En Égypte, la lutte des travailleurs du textile pour un salaire décent

Les employés d’une usine de vêtements dans le delta du Nil, en grève depuis un mois, ont progressivement repris le travail, le jeudi 19 septembre. Ils réclamaient l’application du revenu minimum, instauré ce printemps par le président égyptien Abdel Fattah Al-Sissi. Ils n’ont obtenu qu’une augmentation partielle, mais ils font face à une répression inédite dans un contexte économique irrespirable.

L'image montre un groupe de femmes, vraisemblablement en train de discuter ou de manifester. Elles portent des vêtements traditionnels et des foulards. Le fond est dominé par une teinte orange, ce qui crée un contraste avec les silhouettes des femmes. Leur expression semble sérieuse, et l'ensemble de l'image évoque une atmosphère de solidarité ou de revendication.
Égypte, région de Gharbiya. Travailleuses de Samnoud Textiles
DR

Carrure de lutteur sous son bleu de travail, avant-bras gros comme des tonneaux et voix caverneuse, Hisham El Bana semble tout droit sorti d’un roman d’Émile Zola sur la condition ouvrière. Pourtant rien ne l’y prédestinait. Titulaire d’un master en droit, c’est par défaut qu’il a commencé à travailler en tant que technicien chimique pour l’entreprise Samnoud Textiles, il y a 31 ans. Dans cette usine située dans la région de Gharbiya, au cœur du delta du Nil, il s’occupe de la teinture des vêtements qui seront ensuite écoulés en Égypte, en Turquie ou en Russie.

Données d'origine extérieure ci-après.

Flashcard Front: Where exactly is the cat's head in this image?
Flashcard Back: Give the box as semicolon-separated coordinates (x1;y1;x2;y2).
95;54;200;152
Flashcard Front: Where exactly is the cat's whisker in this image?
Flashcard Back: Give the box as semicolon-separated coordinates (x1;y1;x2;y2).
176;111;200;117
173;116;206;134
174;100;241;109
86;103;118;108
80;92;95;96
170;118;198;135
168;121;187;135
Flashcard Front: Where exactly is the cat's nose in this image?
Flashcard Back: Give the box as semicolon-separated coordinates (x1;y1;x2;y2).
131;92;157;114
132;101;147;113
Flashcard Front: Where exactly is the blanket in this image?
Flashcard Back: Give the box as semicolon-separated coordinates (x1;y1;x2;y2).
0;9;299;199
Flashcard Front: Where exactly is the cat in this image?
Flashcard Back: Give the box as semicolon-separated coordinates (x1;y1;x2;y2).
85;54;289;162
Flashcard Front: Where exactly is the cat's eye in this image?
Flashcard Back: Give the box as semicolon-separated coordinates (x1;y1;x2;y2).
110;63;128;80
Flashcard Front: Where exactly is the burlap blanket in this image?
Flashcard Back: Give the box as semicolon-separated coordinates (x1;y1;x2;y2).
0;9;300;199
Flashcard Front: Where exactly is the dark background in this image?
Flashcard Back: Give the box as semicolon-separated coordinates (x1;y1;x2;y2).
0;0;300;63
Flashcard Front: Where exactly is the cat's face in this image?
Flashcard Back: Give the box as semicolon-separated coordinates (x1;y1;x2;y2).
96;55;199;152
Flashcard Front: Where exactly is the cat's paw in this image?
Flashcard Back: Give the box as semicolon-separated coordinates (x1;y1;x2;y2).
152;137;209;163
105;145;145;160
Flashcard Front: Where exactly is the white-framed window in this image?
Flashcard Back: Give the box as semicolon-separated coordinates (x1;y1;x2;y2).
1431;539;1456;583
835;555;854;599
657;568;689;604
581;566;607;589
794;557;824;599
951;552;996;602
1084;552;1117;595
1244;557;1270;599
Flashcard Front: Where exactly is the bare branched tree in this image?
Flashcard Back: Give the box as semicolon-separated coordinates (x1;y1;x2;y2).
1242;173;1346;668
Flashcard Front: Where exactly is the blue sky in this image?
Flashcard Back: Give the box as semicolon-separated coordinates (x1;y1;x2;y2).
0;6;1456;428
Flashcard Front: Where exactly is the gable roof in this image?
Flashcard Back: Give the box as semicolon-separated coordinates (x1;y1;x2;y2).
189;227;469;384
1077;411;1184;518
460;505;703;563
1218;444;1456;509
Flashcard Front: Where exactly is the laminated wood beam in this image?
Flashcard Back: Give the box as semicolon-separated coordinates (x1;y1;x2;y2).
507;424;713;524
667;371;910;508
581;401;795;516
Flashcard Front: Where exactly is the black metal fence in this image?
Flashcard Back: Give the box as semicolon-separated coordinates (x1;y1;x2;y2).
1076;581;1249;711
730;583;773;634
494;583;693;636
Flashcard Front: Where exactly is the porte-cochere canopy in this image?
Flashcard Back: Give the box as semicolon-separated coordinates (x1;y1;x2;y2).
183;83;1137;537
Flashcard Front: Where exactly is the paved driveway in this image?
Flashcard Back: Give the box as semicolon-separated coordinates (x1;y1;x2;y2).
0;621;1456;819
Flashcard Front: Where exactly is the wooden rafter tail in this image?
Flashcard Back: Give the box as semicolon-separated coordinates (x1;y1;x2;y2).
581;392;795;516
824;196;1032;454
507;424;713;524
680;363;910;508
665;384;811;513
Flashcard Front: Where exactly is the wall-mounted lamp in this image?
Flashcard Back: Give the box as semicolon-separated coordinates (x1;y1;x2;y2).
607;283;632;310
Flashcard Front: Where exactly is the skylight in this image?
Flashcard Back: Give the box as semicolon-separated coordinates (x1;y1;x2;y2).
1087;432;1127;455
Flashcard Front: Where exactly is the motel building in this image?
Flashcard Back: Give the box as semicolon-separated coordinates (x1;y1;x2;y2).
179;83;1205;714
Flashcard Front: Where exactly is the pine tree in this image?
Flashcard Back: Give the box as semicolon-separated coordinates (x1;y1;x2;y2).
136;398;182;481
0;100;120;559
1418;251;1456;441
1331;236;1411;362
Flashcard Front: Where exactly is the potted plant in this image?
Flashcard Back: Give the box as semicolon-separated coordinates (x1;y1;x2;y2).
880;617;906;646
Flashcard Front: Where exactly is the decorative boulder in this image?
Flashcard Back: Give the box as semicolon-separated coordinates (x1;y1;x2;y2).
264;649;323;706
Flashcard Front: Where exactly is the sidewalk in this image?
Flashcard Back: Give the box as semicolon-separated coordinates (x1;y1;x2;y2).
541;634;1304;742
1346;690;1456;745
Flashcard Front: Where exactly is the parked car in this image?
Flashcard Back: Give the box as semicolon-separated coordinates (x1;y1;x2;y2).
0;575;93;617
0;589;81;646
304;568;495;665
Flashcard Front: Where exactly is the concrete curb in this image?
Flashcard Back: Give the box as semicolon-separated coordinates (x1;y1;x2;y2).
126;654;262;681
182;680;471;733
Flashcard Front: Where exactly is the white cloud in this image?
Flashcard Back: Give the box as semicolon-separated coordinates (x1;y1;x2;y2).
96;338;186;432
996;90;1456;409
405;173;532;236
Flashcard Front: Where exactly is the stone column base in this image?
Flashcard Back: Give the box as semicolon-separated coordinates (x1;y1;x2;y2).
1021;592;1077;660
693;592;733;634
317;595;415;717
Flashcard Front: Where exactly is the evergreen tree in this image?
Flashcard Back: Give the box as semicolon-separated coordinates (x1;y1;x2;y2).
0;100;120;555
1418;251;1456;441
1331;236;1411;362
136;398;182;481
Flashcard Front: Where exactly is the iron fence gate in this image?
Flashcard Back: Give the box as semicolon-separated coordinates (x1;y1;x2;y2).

Grâce à son ancienneté, il figure parmi les ouvriers les mieux rémunérés de l’usine, avec 3 500 livres par mois, soit 64,80 euros. Mais ce revenu ne permet pas de rivaliser avec l’inflation galopante. « Rien qu’en transports pour me rendre à l’usine, je débourse au moins 600 livres (11,1 euros) par mois. À cela s’ajoutent le loyer, les fournitures scolaires des enfants et la nourriture », énumère -t-il. En une année, le prix des denrées de base a au moins triplé : il faut désormais compter 35 livres (0,65 euro) le kilo de tomates, 50 (0,93 euro), celui de bananes et 160 (près de 3 euros) celui de poulet. Dans ces conditions, impossible de subvenir aux besoins de sa famille, même en additionnant à son salaire celui de son épouse.

Une situation insupportable : « Je suis brisé, et je préfère être en prison plutôt que mes trois enfants me voient ainsi », explique-t-il en marge d’une conférence de presse organisée au Caire par plusieurs syndicats. Hisham El Bana parle en connaissance de cause. Il vient de passer 18 jours en détention, dans une cellule de 20 mètres carrés, entassé avec 25 autres détenus, sans lits ni matelas. Son crime ? Avoir lancé le 17 août 2024 un mouvement de grève à Samnoud Textiles pour réclamer la mise en place du salaire minimum de 6 000 livres (111 euros).

« J’avais l’impression d’être Ben Laden ! »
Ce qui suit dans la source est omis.